Entertainment industry panelists presented a Hollywood Spotlight workshop Thursday that gave students information on how to succeed in the business.
Founder of Executive Temps Stacy Milner hosted the segment and explained the serious odds against the approximately 70 students in Lee Hall Auditorium.
“Statistics show there are 27,000 film students each year trying to get inside the entertainment industry,” Milner said.
Milner explained that most people are vying for the positions in drama or comedy.
She added that even if the position given is not the one wanted, one should still value the position because it is like “a rite of passage.” In order to gain access into the entertainment industry, she said, pickiness is not an option.
“Take the first job you can get,” Milner said.
She mentioned that most people who are in prominent positions in Hollywood “started in the mailroom pushing carts or as support,” such as administrative assistant.
Shaun Walker, a second-year theater student from Hallandale, Fla., said he is willing to take advantage of any opportunity given to him.
“I understand the importance of being hired in this economy, especially as a black man,” Walker said. “I know whenever my first acting job arrives, I am theirs for the taking.”
Milner noted that whenever producers come to the campus, students should ask them what was their first job. This method will give students an idea of how other’s before them got their foot inside the door.
Ted Milner, president of Executive Temps, said there are not enough African-American men with administrative positions in the media.
“We’re not representative in those areas,” he said. “That’s why you don’t see a lot of us in the industry because we’re not green lighting the information.”
He also said to “think outside the box of being fed the dreams of tomorrow” and that it is a process. Ted also encouraged the attendees to take advantage of opportunities offered by the other panelists.
“Success is not as far as you think it is, but some are too busy looking at the big door and not at the little door,” he said.
Stacy later emphasized the importance of internships and how they expose students to the insiders of the industry.
“You never know where your internship is going to land you,” she said. “Every time you’re inside the sphere, it’s an opportunity to turn your A-game on and bring your personality.”
Ted added, “One of the best things you can do is an internship because it introduces you to the environment.”
Paul Diaz, a CBS regional human resource manager, suggested to students who lack knowledge and experience to work as hard as possible in entertainment media.

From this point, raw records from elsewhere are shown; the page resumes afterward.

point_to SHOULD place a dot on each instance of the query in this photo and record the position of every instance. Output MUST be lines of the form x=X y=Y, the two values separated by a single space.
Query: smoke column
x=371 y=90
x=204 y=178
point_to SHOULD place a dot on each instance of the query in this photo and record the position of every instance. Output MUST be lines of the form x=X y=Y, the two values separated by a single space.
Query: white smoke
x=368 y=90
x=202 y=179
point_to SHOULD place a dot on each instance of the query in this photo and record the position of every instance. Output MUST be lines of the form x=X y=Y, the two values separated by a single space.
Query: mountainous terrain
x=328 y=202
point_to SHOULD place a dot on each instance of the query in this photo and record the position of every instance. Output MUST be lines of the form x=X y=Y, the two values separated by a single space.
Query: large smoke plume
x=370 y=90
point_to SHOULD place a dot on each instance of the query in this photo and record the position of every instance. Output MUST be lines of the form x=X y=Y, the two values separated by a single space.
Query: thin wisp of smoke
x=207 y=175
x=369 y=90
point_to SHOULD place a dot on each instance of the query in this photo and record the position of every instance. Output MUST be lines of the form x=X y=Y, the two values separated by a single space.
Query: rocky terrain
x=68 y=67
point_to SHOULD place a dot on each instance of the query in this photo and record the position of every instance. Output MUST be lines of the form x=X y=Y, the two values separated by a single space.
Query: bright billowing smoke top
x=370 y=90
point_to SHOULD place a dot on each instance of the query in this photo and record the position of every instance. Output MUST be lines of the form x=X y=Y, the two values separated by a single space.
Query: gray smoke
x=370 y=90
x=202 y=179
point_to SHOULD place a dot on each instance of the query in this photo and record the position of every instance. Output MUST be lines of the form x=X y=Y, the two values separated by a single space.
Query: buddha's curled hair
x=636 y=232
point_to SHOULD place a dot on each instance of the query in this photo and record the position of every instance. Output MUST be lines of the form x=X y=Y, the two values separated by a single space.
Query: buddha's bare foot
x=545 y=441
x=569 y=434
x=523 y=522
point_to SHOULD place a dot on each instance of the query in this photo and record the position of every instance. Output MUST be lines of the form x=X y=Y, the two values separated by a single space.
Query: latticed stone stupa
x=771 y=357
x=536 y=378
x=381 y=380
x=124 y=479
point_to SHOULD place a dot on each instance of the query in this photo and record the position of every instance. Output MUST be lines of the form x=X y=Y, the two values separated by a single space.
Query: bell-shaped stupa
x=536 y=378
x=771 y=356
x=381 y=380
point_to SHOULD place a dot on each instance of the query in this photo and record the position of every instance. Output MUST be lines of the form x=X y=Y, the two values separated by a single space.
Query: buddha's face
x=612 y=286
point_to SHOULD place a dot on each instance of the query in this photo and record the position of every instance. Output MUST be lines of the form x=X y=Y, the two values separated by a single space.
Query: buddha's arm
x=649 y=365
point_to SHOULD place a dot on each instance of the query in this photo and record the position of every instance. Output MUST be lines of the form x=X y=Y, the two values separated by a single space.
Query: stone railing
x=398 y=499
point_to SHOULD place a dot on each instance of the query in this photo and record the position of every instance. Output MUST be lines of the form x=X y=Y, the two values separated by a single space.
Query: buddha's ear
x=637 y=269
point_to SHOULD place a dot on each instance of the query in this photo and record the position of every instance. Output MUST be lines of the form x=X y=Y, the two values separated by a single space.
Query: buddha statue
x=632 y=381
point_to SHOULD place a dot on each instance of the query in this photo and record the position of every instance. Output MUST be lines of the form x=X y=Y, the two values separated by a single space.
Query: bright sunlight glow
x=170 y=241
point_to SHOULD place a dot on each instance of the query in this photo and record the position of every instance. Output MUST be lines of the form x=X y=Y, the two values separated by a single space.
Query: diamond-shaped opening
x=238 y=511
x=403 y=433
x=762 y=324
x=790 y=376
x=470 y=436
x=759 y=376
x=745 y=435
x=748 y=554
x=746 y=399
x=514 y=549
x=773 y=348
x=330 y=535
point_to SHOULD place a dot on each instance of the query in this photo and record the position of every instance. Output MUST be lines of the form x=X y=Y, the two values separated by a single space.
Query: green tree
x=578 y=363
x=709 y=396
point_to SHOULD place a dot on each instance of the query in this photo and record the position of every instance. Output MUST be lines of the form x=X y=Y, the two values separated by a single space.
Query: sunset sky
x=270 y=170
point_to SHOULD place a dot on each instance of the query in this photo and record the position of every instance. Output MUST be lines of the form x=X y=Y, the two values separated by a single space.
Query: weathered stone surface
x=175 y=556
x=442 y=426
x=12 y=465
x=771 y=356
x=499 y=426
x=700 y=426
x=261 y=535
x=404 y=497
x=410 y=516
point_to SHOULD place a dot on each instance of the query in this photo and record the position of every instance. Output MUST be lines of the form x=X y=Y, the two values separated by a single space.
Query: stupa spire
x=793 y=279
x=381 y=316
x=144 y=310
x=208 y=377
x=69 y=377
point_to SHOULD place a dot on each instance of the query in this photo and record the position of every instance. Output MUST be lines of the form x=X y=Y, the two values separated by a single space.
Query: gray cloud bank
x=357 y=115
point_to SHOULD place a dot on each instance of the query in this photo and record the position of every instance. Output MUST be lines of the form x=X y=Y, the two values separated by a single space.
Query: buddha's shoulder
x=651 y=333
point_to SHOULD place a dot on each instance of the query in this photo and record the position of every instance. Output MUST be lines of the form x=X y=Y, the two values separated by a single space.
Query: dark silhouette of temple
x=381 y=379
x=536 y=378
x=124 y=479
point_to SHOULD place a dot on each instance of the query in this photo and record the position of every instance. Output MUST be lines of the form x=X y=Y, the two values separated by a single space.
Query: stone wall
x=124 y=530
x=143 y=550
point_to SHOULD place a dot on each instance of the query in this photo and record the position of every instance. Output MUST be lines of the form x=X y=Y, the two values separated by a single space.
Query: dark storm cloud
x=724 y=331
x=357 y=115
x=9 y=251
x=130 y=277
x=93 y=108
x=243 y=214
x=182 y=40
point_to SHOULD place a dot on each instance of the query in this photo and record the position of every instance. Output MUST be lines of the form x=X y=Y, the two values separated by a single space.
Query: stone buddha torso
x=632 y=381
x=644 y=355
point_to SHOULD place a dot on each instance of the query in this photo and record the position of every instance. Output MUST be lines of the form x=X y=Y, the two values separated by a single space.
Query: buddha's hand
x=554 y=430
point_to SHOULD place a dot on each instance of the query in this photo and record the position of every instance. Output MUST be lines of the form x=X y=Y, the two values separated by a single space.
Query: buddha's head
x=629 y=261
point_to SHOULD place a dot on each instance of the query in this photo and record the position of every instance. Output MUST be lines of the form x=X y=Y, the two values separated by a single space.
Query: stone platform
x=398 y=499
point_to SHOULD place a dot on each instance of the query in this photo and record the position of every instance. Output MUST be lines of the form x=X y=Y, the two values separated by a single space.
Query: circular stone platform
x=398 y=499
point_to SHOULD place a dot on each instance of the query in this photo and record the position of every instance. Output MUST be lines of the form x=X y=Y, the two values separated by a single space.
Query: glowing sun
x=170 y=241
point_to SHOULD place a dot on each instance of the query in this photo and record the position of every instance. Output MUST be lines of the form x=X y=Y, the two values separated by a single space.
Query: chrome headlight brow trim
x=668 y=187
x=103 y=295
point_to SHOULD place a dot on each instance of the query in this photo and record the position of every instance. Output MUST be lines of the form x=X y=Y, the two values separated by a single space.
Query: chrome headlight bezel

“Get active in anything that’s entertainment,” Diaz said. “Be it grassroots, local, social media — anything that gets you in networking opportunities.”
Monique Martin, a Turner Broadcast technology manager, said Turner Broadcasting offers internships year round. However, she and her company look for candidates with specific attributes.
“I noticed we look at people who already have done some of the work,” Martin said. “We want people who are creative, who find exposure, because it gives them the opportunity to do some of the work in their field.”
Stacy also gave three résumé tips that employers normally look for when hiring: Be sure to include where one got his or her experience, what one did and how long the experience lasted.
As for the interview, Milner highlighted seven points:
1. Do your homework
2. Dress for success
3. Bring your résumé
4. Listen more than you talk
5. Have effective communication
6. Personality and enthusiasm
Quintin Gee, a third-year broadcast journalism student from Jacksonville, said the panelists’ discussion gave him extensive advice.
“The biggest advice I’ve gained was the interview tips they gave,” Gee said. “Effective communications skills is one thing I struggle with and one thing that I will perfect by communicating more properly.”
Ted said getting an interview with the employer already means one is qualified. Students should focus their intentions on what they are being interviewed for, he added.
“Sometimes people oversell themselves,” he said. “If you get the interview, you will make it or break it on the interview. Some people talk way too much in the interview. And more people aren’t interested in you but what you can do for the company.”
Martin added that if “you’re not a fit for the position, then convey yourself in the interview where you will stay top of mind for recruiters who can get you another opportunity.”
Diaz said CBS has developed a program where students can pitch to the staff about various subjects. He said the program gives students real-world training, and students are usually recruited for part-time or full-time opportunities when available.
“More than half the students we bring on board are hired,” Diaz said.
Martin suggested students develop a quick elevator pitch and learn how to sell themselves in a short amount of time.
Naomi Taylor, a first-year broadcast student from Fort Myers, Fla., said she was happy interns had a shot at getting hired.
“It is a big relief to know that employers are hiring interns,” Taylor said. “I just applied for a few in the summer and I am hopeful, especially with this workshop, that I will be chosen.
However, one student has intended to blaze her own path from internships.
Nefetari Dennard, a graduating graphic design student from Tallahasssee, said she owns her own business and that the panel has taught her how to have an eye for hiring possible employees.